By Bill Freeman
Dignity is just about all our neediest neighbors have left, and Trump proposes to take even that away with the harshest budget cuts
I was greatly concerned when President Trump unveiled his federal budget during his recent State of the Union address. Media outlets and expert groups have worriedly described these cuts as “radical change,” “inefficient,” “stigmatizing” and “prone to failure.”
While it was not at all surprising to see the harsh cuts that he has proposed, it is still disheartening to see that the Trump administration is choosing to continue onward with their proposed cuts to the most vulnerable in our country.
While President Trump has often likened himself to Tennessee’s own President Andrew Jackson—choosing to adopt Jackson’s “firebrand” methods and temperament as his own—there is no honor in choosing to enact budget cuts that will injure our most vulnerable citizens. Above all, honor was the most important attribute that President Jackson strove to embody. It is that very honor and dignity that President Trump’s budget cuts will take from us. As Jackson himself said, “There are no necessary evils in government. Its evils exist only in its abuses.”
Cutting $237 billion in Medicare over the next 10 years? Our elderly and disabled neighbors will suffer directly from these cuts. Cutting food stamps via the Supplemental Nutrition Assistance Program by $213.5 billion over 10 years? Our neediest and hungriest families and children will remain hungry. Cutting $72 billion in Social Security by requiring disabled individuals to work in order to receive support?
This is just flat out wrong.
What is even worse than the suffering these cuts will certainly cause—the hunger, the lack of medical care, the forced necessity of painful working when physically unable—is the lack of dignity that these cuts will cause.
Another fact of the Trump administration’s budget cuts includes changes to the methods of ensuring that people have adequate food and nutrition. They are now proposing that people must receive specific food and canned goods distributed by the government instead of allowing a more self-directed choice of food via traditional grocery stores.
They are trying to put a positive spin on the program, calling it a “Blue Apron-type” of program and saying that it is a “bold, innovative idea.” Please. There is nothing innovative about this change whatsoever. This is not the first time the federal government has worked to distribute food directly to those in need. After all, where else would our popular culture get the phrase “government cheese?” It is an insult to those in need to try to put a happy face on their desperate need to feed themselves and their children.
This simply seems to be going backward in common sense, practicality and dignity. So we are now going to have people standing in line, waiting for their governmentally-distributed food boxes? With hats in hand and crutches under their arms?

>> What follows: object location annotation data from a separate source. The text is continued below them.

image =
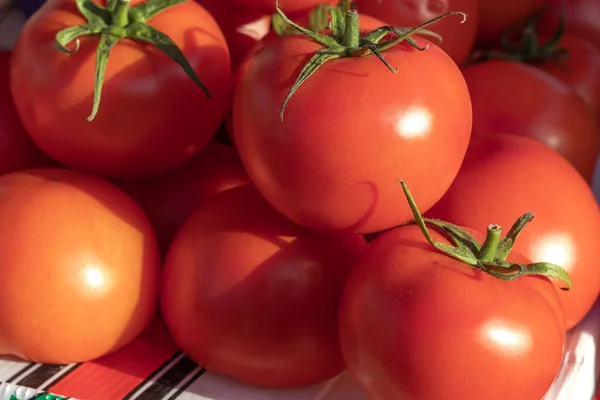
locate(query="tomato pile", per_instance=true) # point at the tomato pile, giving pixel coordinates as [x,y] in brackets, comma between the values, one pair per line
[303,187]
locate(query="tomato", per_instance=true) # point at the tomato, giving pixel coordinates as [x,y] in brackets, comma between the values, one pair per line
[290,7]
[350,131]
[582,18]
[498,16]
[504,176]
[242,283]
[581,70]
[17,151]
[88,258]
[169,199]
[152,117]
[417,324]
[242,28]
[457,40]
[516,98]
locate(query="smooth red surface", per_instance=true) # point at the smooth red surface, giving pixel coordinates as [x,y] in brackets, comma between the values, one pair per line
[152,116]
[253,296]
[350,132]
[521,99]
[417,324]
[505,176]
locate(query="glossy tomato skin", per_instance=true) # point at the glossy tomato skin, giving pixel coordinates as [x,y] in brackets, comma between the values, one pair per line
[516,98]
[505,176]
[497,16]
[581,17]
[242,283]
[88,257]
[17,151]
[581,70]
[350,132]
[458,39]
[417,324]
[290,7]
[169,199]
[241,27]
[148,122]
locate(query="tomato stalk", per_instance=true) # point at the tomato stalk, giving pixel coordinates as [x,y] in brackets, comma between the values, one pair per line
[529,49]
[116,21]
[345,40]
[490,256]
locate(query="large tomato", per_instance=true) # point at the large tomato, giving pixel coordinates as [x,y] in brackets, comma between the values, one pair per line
[79,270]
[152,116]
[520,99]
[17,151]
[580,71]
[498,16]
[582,18]
[504,176]
[251,295]
[350,131]
[169,199]
[417,324]
[290,7]
[457,40]
[241,27]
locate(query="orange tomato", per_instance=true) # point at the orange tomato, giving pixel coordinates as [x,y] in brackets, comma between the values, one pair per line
[79,267]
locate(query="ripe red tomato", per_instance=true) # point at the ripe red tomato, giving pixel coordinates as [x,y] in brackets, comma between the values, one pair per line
[241,27]
[87,253]
[350,131]
[536,179]
[17,151]
[458,40]
[242,283]
[169,199]
[152,117]
[520,99]
[580,70]
[581,16]
[290,7]
[417,324]
[497,16]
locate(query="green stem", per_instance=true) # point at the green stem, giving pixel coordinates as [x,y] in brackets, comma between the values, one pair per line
[120,17]
[489,248]
[351,38]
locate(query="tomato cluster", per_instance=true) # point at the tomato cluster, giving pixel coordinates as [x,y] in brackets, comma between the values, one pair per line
[301,187]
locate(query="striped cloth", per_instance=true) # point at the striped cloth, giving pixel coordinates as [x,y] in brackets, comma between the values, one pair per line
[152,368]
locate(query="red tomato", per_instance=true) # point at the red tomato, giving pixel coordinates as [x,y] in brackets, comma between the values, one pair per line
[169,199]
[458,40]
[17,151]
[290,7]
[535,179]
[417,324]
[88,254]
[242,283]
[581,71]
[511,97]
[152,117]
[582,18]
[242,28]
[497,16]
[350,131]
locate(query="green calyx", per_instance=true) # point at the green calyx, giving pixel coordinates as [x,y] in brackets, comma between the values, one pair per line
[345,40]
[527,47]
[117,21]
[489,256]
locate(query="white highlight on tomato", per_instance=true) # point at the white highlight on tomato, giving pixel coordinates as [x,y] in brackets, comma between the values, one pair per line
[414,123]
[557,248]
[508,337]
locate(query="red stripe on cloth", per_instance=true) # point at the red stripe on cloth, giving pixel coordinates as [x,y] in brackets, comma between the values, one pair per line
[114,376]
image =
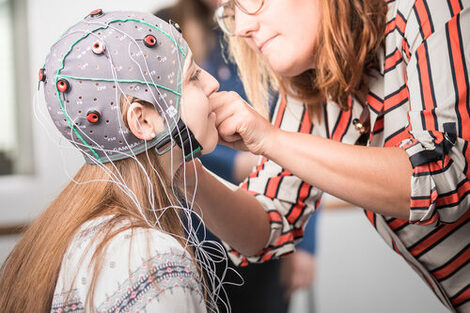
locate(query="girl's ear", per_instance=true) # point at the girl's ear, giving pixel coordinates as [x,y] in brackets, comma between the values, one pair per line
[144,121]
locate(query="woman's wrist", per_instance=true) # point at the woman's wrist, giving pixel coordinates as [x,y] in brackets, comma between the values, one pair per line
[272,142]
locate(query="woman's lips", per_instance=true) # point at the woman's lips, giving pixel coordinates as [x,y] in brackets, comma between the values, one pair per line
[263,45]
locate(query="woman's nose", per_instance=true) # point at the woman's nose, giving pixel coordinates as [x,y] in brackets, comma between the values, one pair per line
[245,24]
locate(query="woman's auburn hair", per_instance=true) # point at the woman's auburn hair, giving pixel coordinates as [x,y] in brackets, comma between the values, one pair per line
[350,35]
[28,276]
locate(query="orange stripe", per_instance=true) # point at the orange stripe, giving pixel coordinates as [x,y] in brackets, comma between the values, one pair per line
[464,296]
[375,103]
[280,113]
[420,203]
[343,123]
[398,138]
[438,235]
[401,24]
[453,266]
[370,217]
[455,6]
[390,26]
[274,216]
[426,86]
[397,223]
[392,60]
[461,81]
[406,48]
[432,167]
[434,218]
[266,257]
[306,125]
[424,18]
[273,184]
[454,197]
[396,99]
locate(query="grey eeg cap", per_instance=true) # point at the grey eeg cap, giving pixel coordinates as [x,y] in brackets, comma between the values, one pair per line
[98,59]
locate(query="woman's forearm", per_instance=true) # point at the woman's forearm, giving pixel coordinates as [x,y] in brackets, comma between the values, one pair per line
[233,216]
[377,179]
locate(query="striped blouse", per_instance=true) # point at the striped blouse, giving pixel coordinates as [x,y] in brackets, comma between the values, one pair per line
[419,101]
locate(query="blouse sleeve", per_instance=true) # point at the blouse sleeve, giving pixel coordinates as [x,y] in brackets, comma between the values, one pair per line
[437,47]
[287,199]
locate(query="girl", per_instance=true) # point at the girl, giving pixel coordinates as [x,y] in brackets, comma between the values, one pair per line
[392,75]
[122,88]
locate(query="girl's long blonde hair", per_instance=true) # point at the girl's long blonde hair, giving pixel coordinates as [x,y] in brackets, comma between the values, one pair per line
[29,274]
[350,35]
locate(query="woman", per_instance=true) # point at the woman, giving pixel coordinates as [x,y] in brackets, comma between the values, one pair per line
[394,74]
[113,239]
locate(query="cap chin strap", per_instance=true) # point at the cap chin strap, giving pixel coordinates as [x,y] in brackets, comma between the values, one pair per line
[185,139]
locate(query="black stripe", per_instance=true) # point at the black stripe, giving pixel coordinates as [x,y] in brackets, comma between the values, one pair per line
[297,197]
[279,186]
[401,227]
[302,116]
[464,151]
[394,66]
[454,79]
[462,251]
[391,54]
[462,198]
[431,84]
[439,171]
[441,239]
[450,8]
[453,191]
[397,105]
[419,22]
[458,293]
[308,195]
[394,134]
[462,52]
[373,95]
[395,92]
[337,122]
[325,113]
[391,31]
[423,122]
[404,21]
[347,127]
[429,16]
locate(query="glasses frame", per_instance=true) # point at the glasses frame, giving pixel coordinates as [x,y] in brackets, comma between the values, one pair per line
[238,5]
[219,16]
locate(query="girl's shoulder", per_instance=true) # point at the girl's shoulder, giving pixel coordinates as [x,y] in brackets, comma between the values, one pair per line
[142,260]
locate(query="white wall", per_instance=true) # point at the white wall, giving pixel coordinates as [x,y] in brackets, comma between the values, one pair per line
[357,272]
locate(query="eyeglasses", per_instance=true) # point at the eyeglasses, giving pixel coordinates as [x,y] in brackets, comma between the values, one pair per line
[225,13]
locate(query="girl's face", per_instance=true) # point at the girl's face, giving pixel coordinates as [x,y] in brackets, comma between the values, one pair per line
[198,86]
[284,34]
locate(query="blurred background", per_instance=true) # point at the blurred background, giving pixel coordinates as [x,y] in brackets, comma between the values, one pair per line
[354,269]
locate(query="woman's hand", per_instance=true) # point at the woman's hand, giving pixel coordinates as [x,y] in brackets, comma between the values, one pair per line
[239,125]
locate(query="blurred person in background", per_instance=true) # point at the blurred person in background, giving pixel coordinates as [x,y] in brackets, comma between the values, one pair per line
[267,287]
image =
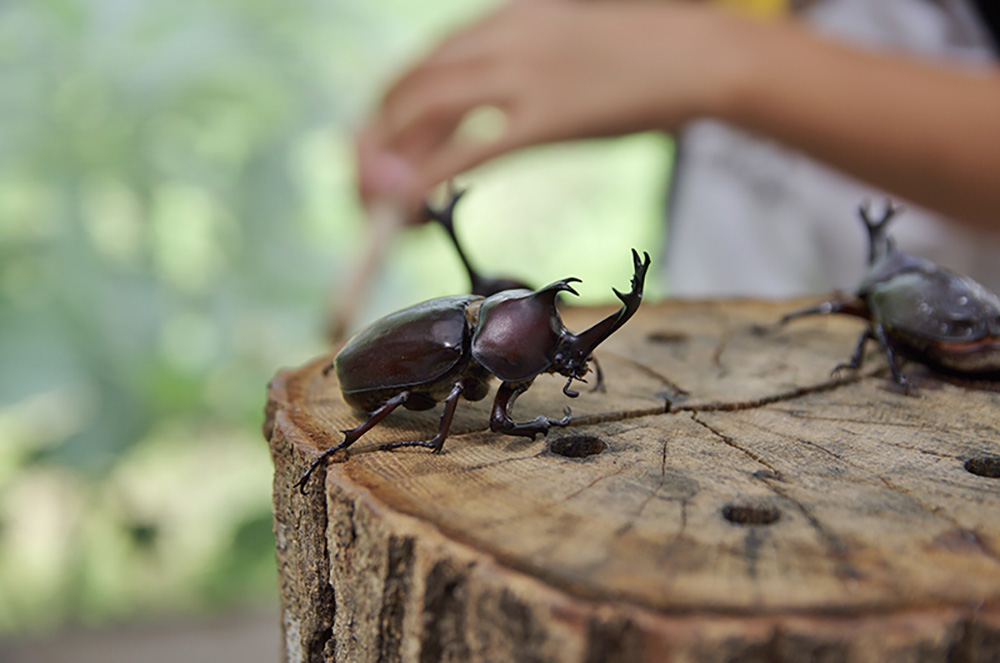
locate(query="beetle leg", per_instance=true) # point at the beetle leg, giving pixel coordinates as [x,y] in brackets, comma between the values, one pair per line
[437,442]
[599,381]
[890,354]
[859,353]
[351,435]
[501,421]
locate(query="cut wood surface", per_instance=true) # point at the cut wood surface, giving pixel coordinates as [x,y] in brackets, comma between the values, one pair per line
[725,499]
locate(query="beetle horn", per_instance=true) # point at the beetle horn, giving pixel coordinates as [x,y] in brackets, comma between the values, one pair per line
[879,244]
[577,348]
[479,284]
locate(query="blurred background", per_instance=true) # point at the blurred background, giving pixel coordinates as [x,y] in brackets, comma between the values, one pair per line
[176,212]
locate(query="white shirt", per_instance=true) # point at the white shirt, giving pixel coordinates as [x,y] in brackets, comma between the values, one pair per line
[749,217]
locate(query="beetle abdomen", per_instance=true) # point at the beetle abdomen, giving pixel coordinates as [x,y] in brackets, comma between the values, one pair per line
[417,345]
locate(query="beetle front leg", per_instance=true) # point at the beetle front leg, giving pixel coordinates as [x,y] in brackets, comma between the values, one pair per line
[890,354]
[501,421]
[859,353]
[352,435]
[437,442]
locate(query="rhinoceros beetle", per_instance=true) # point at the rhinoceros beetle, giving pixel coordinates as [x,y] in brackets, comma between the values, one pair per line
[919,310]
[451,347]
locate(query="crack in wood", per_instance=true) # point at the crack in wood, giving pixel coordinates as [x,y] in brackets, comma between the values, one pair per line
[652,495]
[834,544]
[731,442]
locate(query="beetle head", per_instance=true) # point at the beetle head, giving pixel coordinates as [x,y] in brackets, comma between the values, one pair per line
[574,352]
[519,331]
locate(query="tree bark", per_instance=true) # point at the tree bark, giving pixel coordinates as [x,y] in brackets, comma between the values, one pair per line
[726,499]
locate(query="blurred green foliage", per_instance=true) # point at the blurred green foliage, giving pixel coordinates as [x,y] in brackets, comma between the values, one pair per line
[176,210]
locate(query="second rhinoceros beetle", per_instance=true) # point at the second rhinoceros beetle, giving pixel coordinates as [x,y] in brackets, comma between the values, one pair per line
[451,347]
[919,310]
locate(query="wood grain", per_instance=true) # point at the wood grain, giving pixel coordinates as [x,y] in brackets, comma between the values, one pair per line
[726,496]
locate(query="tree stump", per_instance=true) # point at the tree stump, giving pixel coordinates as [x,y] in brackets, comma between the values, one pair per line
[726,499]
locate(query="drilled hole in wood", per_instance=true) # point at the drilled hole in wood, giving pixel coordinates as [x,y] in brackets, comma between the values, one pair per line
[665,336]
[577,446]
[984,466]
[740,513]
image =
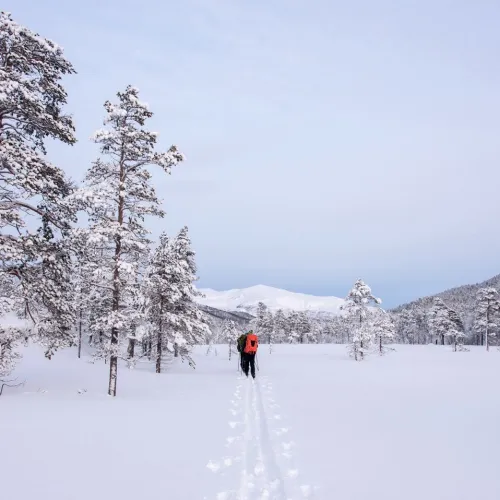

We should call on every elected official who will listen. We need to tell them of our concerns with these slashes to our safety net programs. After all, what is a safety net if the ropes are slashed through? Seems to defy the very meaning of the phrase, doesn’t it? We should call it a “used-to-be-a-safety-net” program.
The Super Bowl this year reminded many of us of our favorite native son, the “Minister of Defense” Reggie White. I remember something he once said that rings true today just as when he said it years ago. “God places the heaviest burden on those who can carry its weight.” That’s sure not the perspective President Trump is viewing us all from, is it? He’s putting the heaviest burden on the ones least capable of bearing up under its weight. That is shameful.
Bill Freeman is the chairman of Freeman Webb Inc., a real estate investment, management and brokerage company based in Nashville, which he co-founded in 1979. He is a Democratic Party fundraiser, the former treasurer of the Tennessee Democratic Party, a member of the Metro Nashville Airport Authority, a member of the Board of Trustees for Tennessee State University and was appointed by President Obama to serve on the advisory board of the John F. Kennedy Center for the Performing Arts.